07 Sep 2021 | 19:22 UTC

1.44 million b/d of oil still offline in US Gulf of Mexico, more than a week after Ida's landfall

Highlights

79% of oil, 78% of natural gas still offline: BSEE

79 producing platforms remain evacuated

More than a week after Hurricane Ida made landfall, 1.44 million b/d of oil was still offline in the US Gulf of Mexico, the US Bureau of Safety and Environmental Enforcement said Sept. 7.

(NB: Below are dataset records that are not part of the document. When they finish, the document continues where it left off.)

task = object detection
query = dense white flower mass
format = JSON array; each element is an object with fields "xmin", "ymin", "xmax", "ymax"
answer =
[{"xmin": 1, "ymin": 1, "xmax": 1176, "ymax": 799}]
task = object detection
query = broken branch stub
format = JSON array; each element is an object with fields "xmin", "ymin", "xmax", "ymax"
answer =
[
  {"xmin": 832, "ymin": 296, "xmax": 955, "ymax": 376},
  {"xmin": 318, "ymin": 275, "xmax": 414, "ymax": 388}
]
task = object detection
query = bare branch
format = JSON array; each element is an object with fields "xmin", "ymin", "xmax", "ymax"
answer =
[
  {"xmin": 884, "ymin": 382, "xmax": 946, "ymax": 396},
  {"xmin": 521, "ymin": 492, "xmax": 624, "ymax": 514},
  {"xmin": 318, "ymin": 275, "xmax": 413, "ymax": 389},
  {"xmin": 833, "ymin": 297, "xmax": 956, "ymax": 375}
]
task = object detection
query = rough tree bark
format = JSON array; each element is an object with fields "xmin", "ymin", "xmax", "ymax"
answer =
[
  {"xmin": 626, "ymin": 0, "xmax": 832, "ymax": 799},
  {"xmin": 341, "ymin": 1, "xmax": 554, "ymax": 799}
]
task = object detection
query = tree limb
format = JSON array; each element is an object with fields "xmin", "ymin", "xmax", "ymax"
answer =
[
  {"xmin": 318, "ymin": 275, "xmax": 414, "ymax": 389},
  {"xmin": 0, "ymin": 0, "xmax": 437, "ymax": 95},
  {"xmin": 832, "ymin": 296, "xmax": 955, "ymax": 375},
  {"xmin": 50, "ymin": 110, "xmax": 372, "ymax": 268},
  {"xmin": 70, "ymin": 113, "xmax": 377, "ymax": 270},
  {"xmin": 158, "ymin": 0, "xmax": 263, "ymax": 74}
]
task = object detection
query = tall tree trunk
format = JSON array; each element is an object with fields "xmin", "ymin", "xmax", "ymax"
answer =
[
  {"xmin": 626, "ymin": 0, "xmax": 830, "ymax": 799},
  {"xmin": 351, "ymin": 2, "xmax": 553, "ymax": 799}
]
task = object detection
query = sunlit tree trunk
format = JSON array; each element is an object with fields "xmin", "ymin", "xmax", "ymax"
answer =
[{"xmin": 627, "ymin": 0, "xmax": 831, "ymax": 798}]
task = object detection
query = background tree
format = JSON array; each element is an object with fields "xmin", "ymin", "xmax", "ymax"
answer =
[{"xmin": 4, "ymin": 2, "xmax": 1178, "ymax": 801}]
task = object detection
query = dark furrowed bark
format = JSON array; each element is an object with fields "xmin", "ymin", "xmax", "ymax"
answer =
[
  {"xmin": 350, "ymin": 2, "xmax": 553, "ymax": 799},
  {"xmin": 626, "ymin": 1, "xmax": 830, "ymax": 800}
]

That amounts to about 79% of the roughly 1.8 million of the US Gulf's pre-storm average oil production, and was down from 1.53 million b/d, or 84%, on Sept. 6, BSEE said in its daily storm statistics update.

Also, 1.74 Bcf/d or 78% of natural gas was offline Sept. 7, of the roughly 2.2 Bcf/d of production pre-storm. A day earlier, 1.8 Bcf/d of gas was offline, or 81%.

In addition, US Gulf upstream operators had restored 20 more production platforms by noon Sept. 7 than were active 24 hours earlier. Total platforms still evacuated totaled 79, or 14% of all platforms in the US Gulf, compared to 99 the previous day.

Hurricane Ida hit the Louisiana Gulf Coast Aug. 29, packing winds of 150 mph and even higher gusts. It was one of the strongest storms to hit the region in years.